DEFENDANT ZOOX, INC.’S MOTION TO ENFORCE SETTLEMENT
JUNE 29, 2026, LAW AND MOTION CALENDAR PAGE 5 Judge: HONORABLE DAVID A. SILBERMAN, DEPARTMENT 11 ________________________________________________________________________ 2:00 PM LINE 2 25-CIV-02450 VERONICA NAVARRO VS. STEPHEN PRESTON MEALIFFE, ET AL
VERONICA NAVARRO STEPHEN R. JAFFE STEPHEN PRESTON MEALIFFE
DEFENDANT ZOOX, INC.’S MOTION TO ENFORCE SETTLEMENT
TENTATIVE RULING:
The Motion to Enforce Settlement by Defendant Zoox, Inc. (“Defendant”) is DENIED WITHOUT PREJUDICE.

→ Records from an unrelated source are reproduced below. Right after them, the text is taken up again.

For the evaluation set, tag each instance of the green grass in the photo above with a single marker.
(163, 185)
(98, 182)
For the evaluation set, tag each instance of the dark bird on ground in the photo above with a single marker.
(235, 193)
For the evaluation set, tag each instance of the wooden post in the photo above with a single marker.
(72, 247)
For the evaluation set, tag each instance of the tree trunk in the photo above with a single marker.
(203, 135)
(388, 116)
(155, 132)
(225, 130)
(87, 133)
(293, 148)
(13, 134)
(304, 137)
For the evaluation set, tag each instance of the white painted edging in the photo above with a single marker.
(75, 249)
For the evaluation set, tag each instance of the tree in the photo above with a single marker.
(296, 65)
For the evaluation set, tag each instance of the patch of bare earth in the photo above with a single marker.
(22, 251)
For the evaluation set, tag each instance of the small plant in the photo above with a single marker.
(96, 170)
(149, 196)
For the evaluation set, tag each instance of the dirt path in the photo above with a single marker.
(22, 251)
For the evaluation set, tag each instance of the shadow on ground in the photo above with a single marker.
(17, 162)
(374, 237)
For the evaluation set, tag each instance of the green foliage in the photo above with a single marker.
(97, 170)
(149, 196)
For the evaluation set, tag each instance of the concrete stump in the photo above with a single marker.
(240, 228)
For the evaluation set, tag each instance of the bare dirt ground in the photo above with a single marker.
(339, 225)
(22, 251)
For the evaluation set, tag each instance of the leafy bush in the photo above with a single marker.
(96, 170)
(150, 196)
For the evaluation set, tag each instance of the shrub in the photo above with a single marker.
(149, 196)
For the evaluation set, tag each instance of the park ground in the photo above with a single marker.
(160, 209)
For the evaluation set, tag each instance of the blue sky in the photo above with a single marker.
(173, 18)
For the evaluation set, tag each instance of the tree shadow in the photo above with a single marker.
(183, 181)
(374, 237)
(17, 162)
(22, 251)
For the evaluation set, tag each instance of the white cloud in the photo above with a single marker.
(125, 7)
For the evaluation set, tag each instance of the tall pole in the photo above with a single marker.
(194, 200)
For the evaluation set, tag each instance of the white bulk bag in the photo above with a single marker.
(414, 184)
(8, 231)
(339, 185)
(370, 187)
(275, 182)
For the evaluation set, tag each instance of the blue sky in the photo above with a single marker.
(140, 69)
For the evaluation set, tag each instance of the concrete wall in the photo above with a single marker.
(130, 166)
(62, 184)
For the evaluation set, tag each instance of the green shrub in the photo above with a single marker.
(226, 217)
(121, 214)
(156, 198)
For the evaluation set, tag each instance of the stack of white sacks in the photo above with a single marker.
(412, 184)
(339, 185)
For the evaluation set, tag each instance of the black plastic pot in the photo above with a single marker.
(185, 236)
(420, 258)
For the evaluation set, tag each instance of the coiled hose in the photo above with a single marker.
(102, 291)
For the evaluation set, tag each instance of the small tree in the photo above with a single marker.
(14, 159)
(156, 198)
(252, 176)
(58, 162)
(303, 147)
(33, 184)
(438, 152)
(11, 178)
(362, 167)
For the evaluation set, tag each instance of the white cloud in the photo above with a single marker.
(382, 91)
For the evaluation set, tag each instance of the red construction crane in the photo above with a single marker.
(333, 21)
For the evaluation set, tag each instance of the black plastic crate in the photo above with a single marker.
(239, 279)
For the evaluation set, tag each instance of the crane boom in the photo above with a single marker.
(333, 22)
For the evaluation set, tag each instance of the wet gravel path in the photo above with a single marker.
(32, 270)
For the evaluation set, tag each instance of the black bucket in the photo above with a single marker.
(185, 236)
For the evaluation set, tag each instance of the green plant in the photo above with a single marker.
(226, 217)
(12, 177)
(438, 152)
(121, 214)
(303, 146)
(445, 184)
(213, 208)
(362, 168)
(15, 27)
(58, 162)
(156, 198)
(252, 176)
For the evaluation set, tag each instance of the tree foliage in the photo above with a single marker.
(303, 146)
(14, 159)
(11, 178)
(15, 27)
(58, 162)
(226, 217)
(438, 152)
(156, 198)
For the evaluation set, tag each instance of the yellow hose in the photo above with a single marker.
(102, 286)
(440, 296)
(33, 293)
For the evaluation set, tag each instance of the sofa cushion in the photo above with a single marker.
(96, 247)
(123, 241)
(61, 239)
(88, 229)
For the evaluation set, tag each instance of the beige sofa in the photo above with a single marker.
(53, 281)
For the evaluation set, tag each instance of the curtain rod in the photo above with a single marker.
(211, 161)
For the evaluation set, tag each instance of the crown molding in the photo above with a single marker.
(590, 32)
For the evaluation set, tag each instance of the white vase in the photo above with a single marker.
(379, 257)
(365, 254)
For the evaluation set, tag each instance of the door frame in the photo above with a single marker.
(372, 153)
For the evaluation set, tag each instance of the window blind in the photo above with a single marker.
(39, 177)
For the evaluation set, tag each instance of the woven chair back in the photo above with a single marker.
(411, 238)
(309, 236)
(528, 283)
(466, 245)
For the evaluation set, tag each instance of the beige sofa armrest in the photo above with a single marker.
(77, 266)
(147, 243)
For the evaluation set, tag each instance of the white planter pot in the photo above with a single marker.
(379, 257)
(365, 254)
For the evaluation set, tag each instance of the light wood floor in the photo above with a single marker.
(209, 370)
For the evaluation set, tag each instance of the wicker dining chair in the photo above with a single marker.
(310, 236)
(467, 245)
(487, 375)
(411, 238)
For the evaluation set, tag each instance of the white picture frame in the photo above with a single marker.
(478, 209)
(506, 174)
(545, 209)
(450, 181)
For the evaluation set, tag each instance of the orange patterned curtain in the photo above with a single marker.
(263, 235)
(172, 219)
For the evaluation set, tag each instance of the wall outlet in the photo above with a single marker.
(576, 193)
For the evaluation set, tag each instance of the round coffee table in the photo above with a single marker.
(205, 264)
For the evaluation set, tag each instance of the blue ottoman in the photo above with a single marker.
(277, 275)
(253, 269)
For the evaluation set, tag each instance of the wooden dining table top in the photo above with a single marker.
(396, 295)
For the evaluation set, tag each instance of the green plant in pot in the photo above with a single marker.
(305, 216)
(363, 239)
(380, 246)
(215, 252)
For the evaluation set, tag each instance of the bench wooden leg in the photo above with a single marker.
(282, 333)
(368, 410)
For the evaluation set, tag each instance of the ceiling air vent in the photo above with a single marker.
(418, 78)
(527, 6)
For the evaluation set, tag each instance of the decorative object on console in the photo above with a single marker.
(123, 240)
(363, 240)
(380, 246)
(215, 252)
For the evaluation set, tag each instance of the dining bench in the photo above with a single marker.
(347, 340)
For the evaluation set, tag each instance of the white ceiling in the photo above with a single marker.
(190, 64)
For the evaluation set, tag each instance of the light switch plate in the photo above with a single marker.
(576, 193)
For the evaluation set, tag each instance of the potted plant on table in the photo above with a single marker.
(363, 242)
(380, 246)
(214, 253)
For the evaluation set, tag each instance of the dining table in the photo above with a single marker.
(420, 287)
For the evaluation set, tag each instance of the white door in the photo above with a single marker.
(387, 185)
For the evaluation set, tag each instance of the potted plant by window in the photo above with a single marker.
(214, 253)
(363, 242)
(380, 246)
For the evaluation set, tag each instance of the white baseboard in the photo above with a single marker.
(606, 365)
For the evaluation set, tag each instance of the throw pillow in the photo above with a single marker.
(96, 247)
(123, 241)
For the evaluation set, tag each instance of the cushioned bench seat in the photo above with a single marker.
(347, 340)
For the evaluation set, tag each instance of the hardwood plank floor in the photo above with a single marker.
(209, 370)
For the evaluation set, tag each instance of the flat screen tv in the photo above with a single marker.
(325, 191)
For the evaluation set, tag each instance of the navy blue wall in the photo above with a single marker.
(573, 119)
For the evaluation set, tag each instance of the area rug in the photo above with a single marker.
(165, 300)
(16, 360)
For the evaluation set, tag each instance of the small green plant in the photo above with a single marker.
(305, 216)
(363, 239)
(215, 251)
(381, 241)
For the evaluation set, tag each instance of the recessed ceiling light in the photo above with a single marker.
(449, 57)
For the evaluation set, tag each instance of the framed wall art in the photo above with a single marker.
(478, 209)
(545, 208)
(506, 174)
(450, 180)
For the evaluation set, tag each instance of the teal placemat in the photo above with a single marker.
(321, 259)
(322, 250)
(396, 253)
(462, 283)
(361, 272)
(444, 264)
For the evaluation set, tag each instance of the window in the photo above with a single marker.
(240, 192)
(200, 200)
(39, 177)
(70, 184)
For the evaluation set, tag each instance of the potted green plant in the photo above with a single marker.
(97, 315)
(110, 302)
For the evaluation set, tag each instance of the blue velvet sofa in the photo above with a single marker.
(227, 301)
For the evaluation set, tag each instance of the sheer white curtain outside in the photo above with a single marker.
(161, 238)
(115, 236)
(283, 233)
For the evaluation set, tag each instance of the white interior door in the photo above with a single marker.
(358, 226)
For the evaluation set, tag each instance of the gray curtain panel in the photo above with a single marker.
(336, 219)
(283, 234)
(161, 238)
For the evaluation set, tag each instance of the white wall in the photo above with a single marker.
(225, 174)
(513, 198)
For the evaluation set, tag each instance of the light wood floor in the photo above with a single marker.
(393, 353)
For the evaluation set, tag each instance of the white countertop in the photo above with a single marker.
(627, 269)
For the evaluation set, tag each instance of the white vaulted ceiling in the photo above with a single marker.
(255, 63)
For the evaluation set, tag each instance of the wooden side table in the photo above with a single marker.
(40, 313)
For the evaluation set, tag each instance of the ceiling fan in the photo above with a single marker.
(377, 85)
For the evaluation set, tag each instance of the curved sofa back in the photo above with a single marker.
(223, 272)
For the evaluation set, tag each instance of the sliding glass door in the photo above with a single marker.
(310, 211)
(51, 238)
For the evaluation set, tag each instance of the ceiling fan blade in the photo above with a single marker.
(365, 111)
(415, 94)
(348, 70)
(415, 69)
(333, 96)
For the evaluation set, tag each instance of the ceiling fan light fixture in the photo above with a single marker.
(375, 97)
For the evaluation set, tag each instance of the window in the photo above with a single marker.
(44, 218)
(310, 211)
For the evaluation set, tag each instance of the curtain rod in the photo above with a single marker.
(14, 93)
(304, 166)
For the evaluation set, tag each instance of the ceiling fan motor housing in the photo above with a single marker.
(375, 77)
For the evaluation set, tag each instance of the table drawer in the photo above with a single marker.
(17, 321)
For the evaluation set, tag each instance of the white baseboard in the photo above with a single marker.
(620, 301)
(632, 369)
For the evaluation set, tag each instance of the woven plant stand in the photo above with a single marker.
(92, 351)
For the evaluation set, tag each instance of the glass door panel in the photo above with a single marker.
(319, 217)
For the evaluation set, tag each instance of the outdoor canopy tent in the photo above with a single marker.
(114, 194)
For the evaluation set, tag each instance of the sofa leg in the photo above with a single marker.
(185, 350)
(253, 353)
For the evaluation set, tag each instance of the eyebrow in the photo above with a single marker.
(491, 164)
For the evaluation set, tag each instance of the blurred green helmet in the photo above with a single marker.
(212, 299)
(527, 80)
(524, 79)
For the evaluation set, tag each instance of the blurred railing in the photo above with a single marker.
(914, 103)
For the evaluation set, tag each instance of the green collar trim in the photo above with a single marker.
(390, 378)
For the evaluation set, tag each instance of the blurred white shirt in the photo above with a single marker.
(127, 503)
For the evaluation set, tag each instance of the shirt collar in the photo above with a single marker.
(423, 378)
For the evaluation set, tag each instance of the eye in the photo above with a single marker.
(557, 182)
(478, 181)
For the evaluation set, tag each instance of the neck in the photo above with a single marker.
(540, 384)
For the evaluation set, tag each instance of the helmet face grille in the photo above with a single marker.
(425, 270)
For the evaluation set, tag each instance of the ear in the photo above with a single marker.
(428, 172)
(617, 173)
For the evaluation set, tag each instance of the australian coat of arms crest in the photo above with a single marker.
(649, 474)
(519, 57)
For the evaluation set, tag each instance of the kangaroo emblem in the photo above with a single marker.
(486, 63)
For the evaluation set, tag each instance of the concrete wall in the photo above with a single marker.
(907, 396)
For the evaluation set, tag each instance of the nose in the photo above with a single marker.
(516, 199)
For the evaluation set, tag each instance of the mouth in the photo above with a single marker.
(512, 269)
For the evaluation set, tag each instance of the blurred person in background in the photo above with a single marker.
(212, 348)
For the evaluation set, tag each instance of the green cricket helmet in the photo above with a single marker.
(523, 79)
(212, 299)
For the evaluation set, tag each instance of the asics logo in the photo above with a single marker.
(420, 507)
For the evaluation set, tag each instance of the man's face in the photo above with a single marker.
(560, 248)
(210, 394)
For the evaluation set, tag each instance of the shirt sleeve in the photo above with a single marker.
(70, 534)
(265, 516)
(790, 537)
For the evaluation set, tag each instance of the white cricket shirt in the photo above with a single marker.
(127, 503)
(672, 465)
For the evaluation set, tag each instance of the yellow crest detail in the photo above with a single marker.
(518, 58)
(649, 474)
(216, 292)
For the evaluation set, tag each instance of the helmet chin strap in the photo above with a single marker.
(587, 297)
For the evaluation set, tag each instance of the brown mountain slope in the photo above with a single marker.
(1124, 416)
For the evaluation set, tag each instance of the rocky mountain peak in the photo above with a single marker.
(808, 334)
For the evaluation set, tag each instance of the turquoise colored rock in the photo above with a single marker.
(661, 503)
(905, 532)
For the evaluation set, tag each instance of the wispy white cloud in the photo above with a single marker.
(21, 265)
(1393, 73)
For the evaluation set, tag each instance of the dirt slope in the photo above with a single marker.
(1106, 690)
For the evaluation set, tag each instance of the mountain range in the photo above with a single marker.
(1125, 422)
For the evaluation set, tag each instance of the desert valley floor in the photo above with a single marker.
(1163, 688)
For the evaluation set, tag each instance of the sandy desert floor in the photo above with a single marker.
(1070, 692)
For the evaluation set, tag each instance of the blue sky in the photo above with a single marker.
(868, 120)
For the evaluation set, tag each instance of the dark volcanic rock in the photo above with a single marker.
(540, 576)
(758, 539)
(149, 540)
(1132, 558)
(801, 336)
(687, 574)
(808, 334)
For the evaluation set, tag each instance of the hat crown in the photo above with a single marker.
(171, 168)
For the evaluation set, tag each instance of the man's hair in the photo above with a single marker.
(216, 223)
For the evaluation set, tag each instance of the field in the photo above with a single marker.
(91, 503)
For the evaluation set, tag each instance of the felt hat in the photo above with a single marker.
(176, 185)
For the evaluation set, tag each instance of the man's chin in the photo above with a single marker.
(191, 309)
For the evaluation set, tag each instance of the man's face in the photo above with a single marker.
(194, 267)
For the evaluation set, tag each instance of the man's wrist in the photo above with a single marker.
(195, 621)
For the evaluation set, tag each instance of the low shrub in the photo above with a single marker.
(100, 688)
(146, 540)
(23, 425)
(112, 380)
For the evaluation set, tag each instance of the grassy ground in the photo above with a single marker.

Plaintiff Veronica Navarro (“Plaintiff”) brought an action against Defendant, her former employer. In May 2025, the parties signed a Confidential Settlement and General Release Agreement. October 17, 2025 Compendium of Evidence (“Compendium”) Exhs. 18 and 19. This settlement agreement includes a procedure for remediation of a Seagate hard drive that was owned by Plaintiff. Id. ¶ 2.1.2. Upon completion of the remediation, the parties agreed they would sign a Mutual General Release. Id. ¶ 2.2, and Exh. B.
Defendant brings this Motion seeking to enforce the settlement agreement under Code of Civil Procedure section 664.6.
On a motion under Code of Civil Procedure section 664.6, the court must determine whether the parties entered into a valid and binding settlement. Hines v. Lukes (2008) 167 Cal.App.4th 1174, 1182. “A settlement is enforceable under section 664.6 only if the parties agreed to all material settlement terms.” Id. The court may consider the parties’ declarations and other evidence in deciding what terms the parties agreed to. Id. However, while the court may receive evidence, determine disputed facts and enter the terms of a settlement agreement as a judgment, nothing in section 664.6 authorizes a judge to create the material terms of a settlement as opposed to deciding what terms the parties themselves agreed. Machado v. Myers (2019) 39 Cal.App.5th 779, 790.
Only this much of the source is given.